Sounds like a great time. 
I wonder if other ball parks do this and if so when they all hold their dog day at the park?


----------



## zephyr (Sep 29, 2009)

Jealous!!!! The Blue Jays apparently USED to do a "Dog Day" hosted by the Ontario SPCA... but I was just trying to find it online yesterday, and it seems they aren't doing it this year, or at least not that I can see  SUCH a neat idea, I KNOW Oscar would love it! : Post pictures when you go please 

Oh BTW Oscar says... woof! I love baseball!


----------



## pburchins (Mar 11, 2009)

Rob's GRs said:


> Sounds like a great time.
> I wonder if other ball parks do this and if so when they all hold their dog day at the park?

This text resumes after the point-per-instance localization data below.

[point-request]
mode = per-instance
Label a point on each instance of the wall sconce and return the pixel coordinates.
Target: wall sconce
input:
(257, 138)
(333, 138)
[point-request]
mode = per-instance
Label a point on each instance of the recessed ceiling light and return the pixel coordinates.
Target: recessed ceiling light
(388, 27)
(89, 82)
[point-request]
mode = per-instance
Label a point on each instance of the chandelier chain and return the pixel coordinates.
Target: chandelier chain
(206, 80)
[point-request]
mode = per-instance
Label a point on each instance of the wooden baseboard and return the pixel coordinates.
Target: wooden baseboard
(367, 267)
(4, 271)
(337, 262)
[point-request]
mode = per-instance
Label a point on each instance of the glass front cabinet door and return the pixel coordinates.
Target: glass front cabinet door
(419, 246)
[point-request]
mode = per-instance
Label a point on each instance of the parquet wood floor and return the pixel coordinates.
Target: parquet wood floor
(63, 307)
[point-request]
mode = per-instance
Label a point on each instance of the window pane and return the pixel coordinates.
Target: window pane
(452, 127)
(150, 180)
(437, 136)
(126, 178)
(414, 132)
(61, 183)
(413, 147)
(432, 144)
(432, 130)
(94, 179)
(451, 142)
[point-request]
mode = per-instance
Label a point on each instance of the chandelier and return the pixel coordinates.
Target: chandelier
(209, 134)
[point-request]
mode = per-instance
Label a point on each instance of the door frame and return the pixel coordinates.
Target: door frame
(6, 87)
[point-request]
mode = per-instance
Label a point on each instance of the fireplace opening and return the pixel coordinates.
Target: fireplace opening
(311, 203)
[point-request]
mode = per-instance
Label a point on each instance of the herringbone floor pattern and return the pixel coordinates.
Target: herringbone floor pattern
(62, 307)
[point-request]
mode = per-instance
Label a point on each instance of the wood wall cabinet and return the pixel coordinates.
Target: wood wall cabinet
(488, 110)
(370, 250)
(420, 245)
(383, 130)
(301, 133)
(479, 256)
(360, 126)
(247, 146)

I saw the New York Mets doing it last week when the Brave were in town. I would imagine it is different for each team. I would go to your favorite team and look it up under schedule and special events.

I wish they would have more days for it. Last year in Atlanta, we had 2 day games and a night game which was aptly named: Bark in the Park After Dark.


----------



## nixietink (Apr 3, 2008)

I just checked and the Oakland A's and San Francisco Giants do it here in Nor Cal!


----------



## pburchins (Mar 11, 2009)

I found a list of MLB teams that have a Pet Day this season. I found this on petnation.com.

*MLB 2010 Dog Days Games 

**Atlanta Braves - Bark in the Park*: *May 2 vs. Houston and August 29 vs. Florida

**Chicago White Sox - Dog Day*: *June 3 vs. Texas

**Cincinnati Reds - Bark in the Park*: *May 26 vs. the Pirates and September 14 vs. the Diamondbacks
*

*Florida Marlins - Bark at the Park*: April 30 vs. Washington

*Houston Astros - Dog Day*: April 11 vs. Philadelphia

*New York Mets - Bark in the Park*: April 24 vs. Atlanta

*Oakland Athletics - Dog Day*: July 23 vs. Chicago White Sox
*
San Francisco Giants - Dog Days of Summer*: August 29 vs. Arizona Diamondbacks 


Based on the success of the Bark in Park in May in Atlanta they added another in June but they had it during a night game so it would be cool on the dogs.


----------



## Rob's GRs (Feb 25, 2007)

I looked but I do not think the Phillies have such a day.......


----------